Nordstrom has added eco-friendly women's apparel retailer Reformation to its stable of up-and-coming brands, available online and in select stores, according to the department store's blog The Thread.
It's Reformation's first wholesale gig, according to Business of Fashion. The vertically integrated brand, which according to Nordstrom's promotional materials uses sustainably produced fabrics, rescued deadstock fabrics and repurposed vintage clothing to make its apparel, runs 11 stores (in San Francisco, Los Angeles, New York, Boston and Dallas) along with its website.
The brand this month also enlisted enterprise SaaS commerce platform Workarea for its e-commerce and tech-enabled retail stores, which include what Reformation calls a "magic wardrobe" — in-dressing room touchscreens where customers can digitally browse and add items.
For an apparel maker and retailer with collections full of bright, breezy, easy-going fashion, Reformation is deadly serious about its sustainable practices.
It's not the easiest stance to take, considering the price pressures and intricate supply chain demands of garment production, not to mention the notoriously ecological damage and waste endemic to the industry.

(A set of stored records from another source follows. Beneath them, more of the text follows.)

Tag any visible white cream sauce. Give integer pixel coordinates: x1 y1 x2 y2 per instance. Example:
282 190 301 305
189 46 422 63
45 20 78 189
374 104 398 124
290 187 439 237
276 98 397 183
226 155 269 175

The company uses electricity from renewable resources at its Los Angeles factory, its packaging is eco-friendly and its new fabrics are sourced from sustainable manufacturers like Lenzing and materials like its Tencel fabric — along with recycled and re-purposed raw materials.
"It is imperative that we set an example and make sustainable choices across our entire supply chain, from the ground up," founder and CEO Yael Aflalo told Nordstrom's blog, in which she also calls fashion "the third most polluting industry in the world." She later noted that, "Every little bit helps."
The brand was founded in 2009 and is doing well in its niche, and the tie-up with Nordstrom is designed to widen its reach more than to boost its topline, Aflalo told Business of Fashion. Its e-commerce contributes 80% of sales, its stores another 20%, according to that report. "Our goal is to bring sustainable fashion to everyone," she told the magazine. "It's popular on the coasts but there are a lot of American women that we don't know yet."
For all its vintage inspiration — Aflalo is particularly taken with designs from the sixties and the nineties — the brand is also solidly supported by technology. The brand maintains for what in the fashion business is a breakneck speed in production, in some cases going from sketch to dress in about 30 days, according to the company's press release with Workarea. It's more common in the industry for items to be designed a year ahead, and the companies said that the platform enables "catalog and content management efficiency and automation."
The tech is also key to its omnichannel operations, the retailer said. "We wanted a great e-commerce site, but we needed a platform that could be that and much more, including being a key part of our tech-enabled retail stores where online and brick-and-mortar experiences blend in exciting ways," Reformation VP of Technology Kevin Hollingsworth said in a statement.